We wspólnocie Wyższego Seminarium Duchownego w Radomiu odbyło się spotkanie opłatkowe.
Pierwszą częścią bożonarodzeniowego spotkania była Msza św., której w seminaryjnej kaplicy przewodniczył bp Henryk Tomasik. - Za chwilę w liturgii słowa usłyszymy ewangeliczny przekaz o tym, że Maryja udała się z pośpiechem do swojej krewnej Elżbiety. Ten pośpiech to jakiś wyznacznik i zadanie dla naszych starań. Pan Bóg spełnia swoje obietnice zbawcze, a jednocześnie każe nam z takim Maryjnym pośpiechem pełnić rolę ewangelizatorów - powiedział ks. Jarosław Wojtkun, rektor WSD.
Liturgia dnia przyniosła czytanie z Księgi Pieśni nad Pieśniami. - Ta starotestamentowa księga mówi o miłości oblubieńca i oblubienicy. Oblubieńcem jest sam Bóg, a oblubienicą - naród wybrany. Ojcowie Kościoła, a tutaj Orygenes, pisarz z III w., a więc z okresu chrześcijańskiej starożytności, w oblubienicy widział Izrael, a potem Kościół, nowy lud wybrany i wreszcie każdego chrześcijanina. Każda dusza jest oblubienicą, moja i twoja. Skoro tak, to musisz, chcąc wejść we wspólnotę Kościoła, być oblubienicą, kochającą i gotową na ofiarę - mówił bp Turzyński.

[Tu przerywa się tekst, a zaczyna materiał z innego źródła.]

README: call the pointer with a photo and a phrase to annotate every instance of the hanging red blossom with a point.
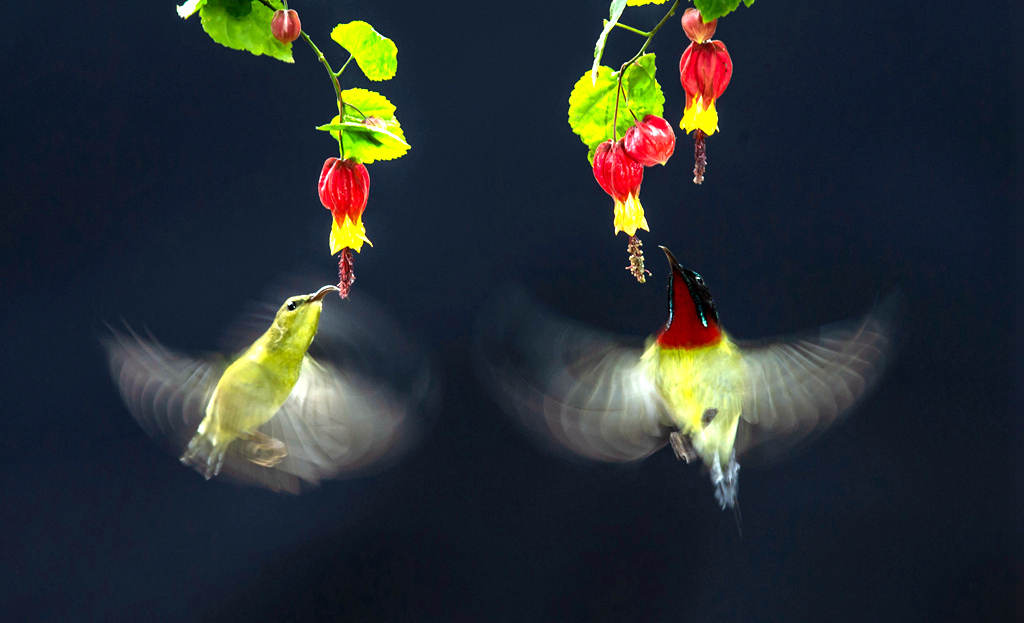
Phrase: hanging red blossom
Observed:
(650, 141)
(621, 177)
(705, 71)
(344, 189)
(285, 26)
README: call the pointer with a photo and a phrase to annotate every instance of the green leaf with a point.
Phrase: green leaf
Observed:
(592, 105)
(614, 12)
(713, 9)
(244, 25)
(376, 54)
(367, 142)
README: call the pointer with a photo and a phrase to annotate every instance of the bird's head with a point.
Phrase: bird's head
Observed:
(692, 318)
(298, 319)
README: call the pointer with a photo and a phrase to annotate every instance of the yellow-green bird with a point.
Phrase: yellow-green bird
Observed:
(273, 416)
(691, 386)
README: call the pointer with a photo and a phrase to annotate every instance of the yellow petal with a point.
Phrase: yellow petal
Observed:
(629, 216)
(349, 234)
(696, 116)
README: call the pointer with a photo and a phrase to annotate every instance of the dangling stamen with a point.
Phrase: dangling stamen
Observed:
(636, 259)
(346, 273)
(699, 157)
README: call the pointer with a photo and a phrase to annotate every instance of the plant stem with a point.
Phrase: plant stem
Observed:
(643, 48)
(650, 35)
(631, 29)
(330, 72)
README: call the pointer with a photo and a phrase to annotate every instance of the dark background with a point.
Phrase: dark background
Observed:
(153, 175)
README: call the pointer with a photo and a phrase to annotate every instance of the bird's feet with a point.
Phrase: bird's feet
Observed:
(205, 456)
(263, 449)
(682, 447)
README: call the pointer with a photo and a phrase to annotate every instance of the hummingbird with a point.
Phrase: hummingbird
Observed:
(691, 386)
(273, 415)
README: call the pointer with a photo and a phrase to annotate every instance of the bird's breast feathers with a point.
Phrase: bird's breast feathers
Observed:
(702, 387)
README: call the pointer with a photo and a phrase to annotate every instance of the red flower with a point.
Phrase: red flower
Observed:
(650, 141)
(694, 27)
(705, 71)
(286, 26)
(344, 189)
(621, 177)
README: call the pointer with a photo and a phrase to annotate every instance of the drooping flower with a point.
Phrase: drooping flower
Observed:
(344, 189)
(705, 70)
(621, 177)
(650, 141)
(285, 26)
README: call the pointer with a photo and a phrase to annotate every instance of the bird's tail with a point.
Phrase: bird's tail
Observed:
(726, 481)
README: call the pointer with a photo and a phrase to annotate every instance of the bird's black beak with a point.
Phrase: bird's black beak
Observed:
(320, 294)
(672, 258)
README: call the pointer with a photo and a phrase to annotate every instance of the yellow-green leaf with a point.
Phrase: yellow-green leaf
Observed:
(376, 54)
(592, 105)
(244, 26)
(368, 142)
(189, 7)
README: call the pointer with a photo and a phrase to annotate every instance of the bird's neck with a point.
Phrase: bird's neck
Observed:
(686, 327)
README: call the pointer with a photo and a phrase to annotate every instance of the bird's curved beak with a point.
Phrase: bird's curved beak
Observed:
(320, 294)
(672, 258)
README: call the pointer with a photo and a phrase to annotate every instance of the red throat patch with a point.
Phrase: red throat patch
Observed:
(686, 328)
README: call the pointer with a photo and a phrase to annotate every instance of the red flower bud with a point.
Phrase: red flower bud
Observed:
(619, 174)
(650, 141)
(286, 26)
(344, 188)
(695, 29)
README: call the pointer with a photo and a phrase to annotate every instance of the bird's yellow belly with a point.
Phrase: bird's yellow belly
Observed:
(247, 397)
(702, 389)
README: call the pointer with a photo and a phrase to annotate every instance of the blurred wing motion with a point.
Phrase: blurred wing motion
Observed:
(599, 399)
(348, 413)
(799, 386)
(572, 385)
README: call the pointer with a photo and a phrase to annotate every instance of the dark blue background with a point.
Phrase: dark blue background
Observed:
(151, 174)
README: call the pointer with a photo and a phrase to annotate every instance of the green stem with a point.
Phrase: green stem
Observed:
(631, 29)
(330, 72)
(650, 35)
(643, 48)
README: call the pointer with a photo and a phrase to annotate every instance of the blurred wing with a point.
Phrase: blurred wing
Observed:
(800, 386)
(570, 384)
(166, 392)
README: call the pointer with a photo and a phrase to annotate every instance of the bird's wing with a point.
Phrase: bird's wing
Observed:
(570, 384)
(336, 423)
(799, 386)
(166, 392)
(351, 411)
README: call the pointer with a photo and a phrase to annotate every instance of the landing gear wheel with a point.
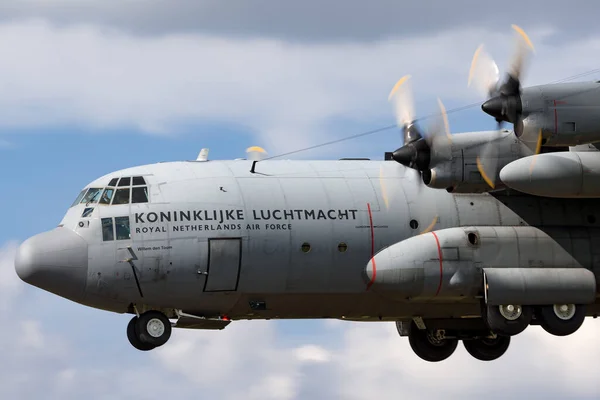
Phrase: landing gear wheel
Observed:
(428, 346)
(154, 328)
(134, 338)
(508, 320)
(562, 319)
(487, 349)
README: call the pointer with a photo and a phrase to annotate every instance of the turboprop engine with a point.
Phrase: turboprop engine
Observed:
(562, 174)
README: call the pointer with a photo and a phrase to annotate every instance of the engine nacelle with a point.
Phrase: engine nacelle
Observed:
(561, 174)
(459, 173)
(567, 113)
(449, 264)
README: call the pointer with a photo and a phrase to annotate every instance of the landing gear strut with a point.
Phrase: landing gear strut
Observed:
(152, 329)
(431, 345)
(508, 319)
(562, 319)
(487, 349)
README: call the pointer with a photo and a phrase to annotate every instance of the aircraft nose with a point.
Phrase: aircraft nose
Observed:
(55, 261)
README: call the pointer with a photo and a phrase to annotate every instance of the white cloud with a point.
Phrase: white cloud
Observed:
(312, 354)
(286, 93)
(10, 284)
(255, 360)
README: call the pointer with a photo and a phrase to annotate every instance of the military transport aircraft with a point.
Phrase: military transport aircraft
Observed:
(436, 241)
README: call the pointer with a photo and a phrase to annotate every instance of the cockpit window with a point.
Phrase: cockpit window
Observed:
(78, 199)
(125, 181)
(107, 195)
(91, 196)
(122, 225)
(139, 194)
(121, 197)
(128, 190)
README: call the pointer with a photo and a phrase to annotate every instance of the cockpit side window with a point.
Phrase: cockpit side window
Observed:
(91, 196)
(139, 194)
(122, 225)
(107, 229)
(125, 182)
(107, 195)
(121, 196)
(78, 199)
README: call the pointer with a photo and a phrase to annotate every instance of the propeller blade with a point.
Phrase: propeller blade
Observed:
(484, 73)
(401, 98)
(255, 153)
(523, 47)
(439, 138)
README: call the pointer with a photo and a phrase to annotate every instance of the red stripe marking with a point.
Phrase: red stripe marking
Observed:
(374, 273)
(372, 247)
(372, 231)
(555, 118)
(437, 241)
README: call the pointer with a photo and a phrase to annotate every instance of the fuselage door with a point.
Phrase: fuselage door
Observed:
(224, 258)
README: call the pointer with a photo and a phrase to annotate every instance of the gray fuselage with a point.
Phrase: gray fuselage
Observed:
(291, 240)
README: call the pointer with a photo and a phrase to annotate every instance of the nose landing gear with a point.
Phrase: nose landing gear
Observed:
(431, 345)
(148, 331)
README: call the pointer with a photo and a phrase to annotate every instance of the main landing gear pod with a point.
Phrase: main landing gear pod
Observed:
(532, 279)
(556, 296)
(148, 331)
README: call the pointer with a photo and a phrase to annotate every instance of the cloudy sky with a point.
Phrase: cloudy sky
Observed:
(90, 86)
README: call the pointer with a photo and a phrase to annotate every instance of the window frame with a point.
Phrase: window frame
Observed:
(128, 227)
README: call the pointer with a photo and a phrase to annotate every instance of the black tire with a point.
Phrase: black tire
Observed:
(487, 349)
(154, 328)
(506, 327)
(133, 336)
(557, 326)
(428, 349)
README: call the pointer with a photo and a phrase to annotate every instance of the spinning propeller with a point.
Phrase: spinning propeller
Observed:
(420, 147)
(504, 102)
(504, 99)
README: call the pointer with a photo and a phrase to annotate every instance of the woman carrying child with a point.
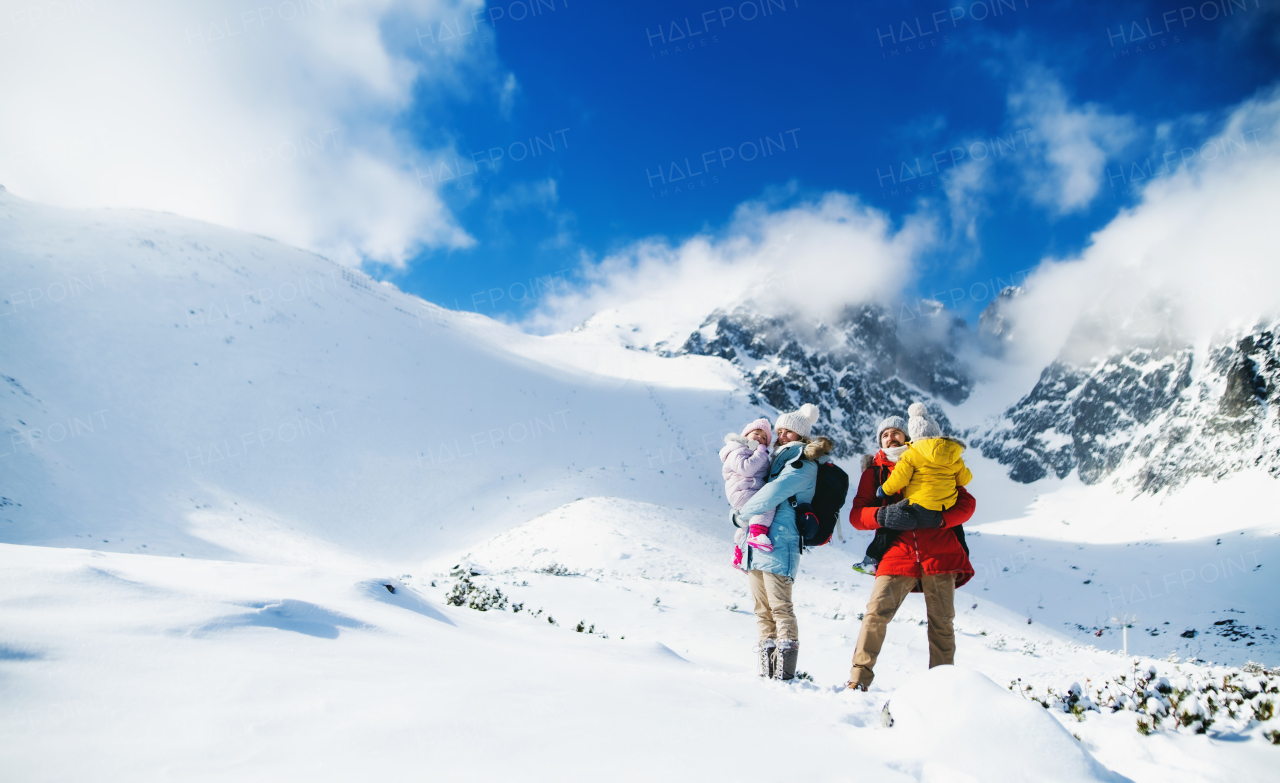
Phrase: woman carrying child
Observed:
(772, 571)
(918, 545)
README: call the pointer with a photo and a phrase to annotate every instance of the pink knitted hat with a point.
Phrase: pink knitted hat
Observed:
(759, 424)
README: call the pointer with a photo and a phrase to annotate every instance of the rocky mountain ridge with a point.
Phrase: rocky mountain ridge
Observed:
(1147, 416)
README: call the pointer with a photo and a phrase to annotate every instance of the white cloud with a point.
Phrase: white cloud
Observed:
(965, 187)
(1074, 142)
(816, 257)
(266, 117)
(1196, 256)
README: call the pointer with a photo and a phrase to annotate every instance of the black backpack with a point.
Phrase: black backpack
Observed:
(817, 521)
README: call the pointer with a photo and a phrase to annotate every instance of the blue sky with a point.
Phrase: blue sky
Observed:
(542, 166)
(850, 101)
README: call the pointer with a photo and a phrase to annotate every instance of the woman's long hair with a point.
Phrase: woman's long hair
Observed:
(778, 444)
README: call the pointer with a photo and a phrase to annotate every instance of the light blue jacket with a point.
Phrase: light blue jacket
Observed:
(785, 480)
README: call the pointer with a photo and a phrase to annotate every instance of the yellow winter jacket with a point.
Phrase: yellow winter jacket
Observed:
(929, 472)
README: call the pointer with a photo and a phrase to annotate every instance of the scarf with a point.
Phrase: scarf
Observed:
(896, 452)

Po Eucharystii seminaryjna wspólnota spotkała się przy żłóbku ustawionym w kaplicy. Stamtąd wszyscy udali się do refektarza, gdzie składano sobie życzenia. - Bądźcie wierni pierwotnej gorliwości - mówił zebranym bp Tomasik. Wieczerzę zakończył wspólny śpiew kolęd.